Can ROI be proven with a patient-centric approach?

Because those in charge of organizational budgets often find patient-centric measures too soft to monetize, advocates may initially have to sell them on research showing the necessity of keeping up with the rest of the healthcare world.  

Some suggest, however, that once the movement takes greater effect increased participation in clinical trials will be able to effectively measure impact. Theoretically, numbers will grow as patients increasingly trust pharma and the entire trial process becomes smoother, more transparent and more rewarding. Already, says Kenneth A. Getz, stakeholders are using key implementation and ROI metrics to measure reach, patient/study volunteer feedback and performance in such studies.
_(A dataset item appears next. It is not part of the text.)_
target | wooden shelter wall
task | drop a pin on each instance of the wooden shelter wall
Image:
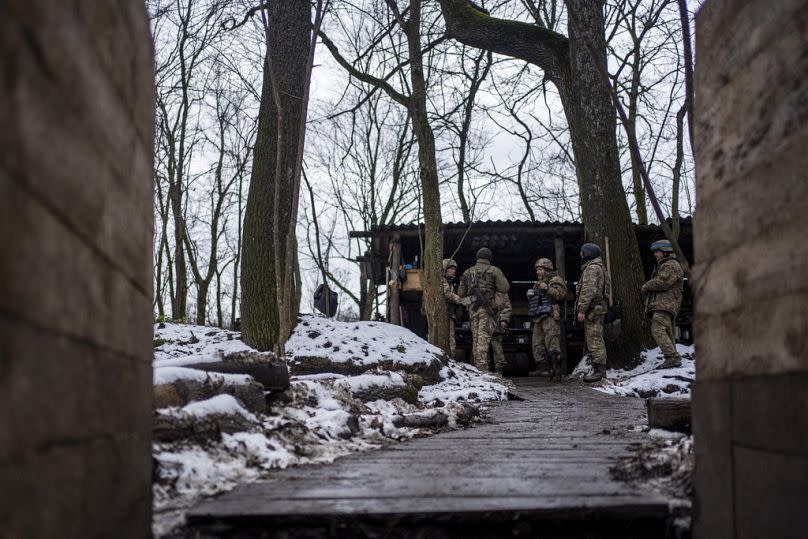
(77, 104)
For the patient-centric movement to really work, Getz says, clinical research professionals will need to re-think certain conventional practices; Sponsors and CROs will need to set the bar high for integrity and safe and ethical principles; industry leaders must change processes to allow for patient input; and the philosophy must be widely integrated into all aspects of R&D while still preserving the strengths of traditional approaches.

“It is still in the early days and there is limited data demonstrating the extent and impact of patient-centric initiatives,” Getz notes. “As more is learned, select initiatives will take hold and many will not. At a minimum, the patient-centricity movement is inspiring the drug development enterprise to challenge and transform the traditional drug development paradigm by putting the patient at its core.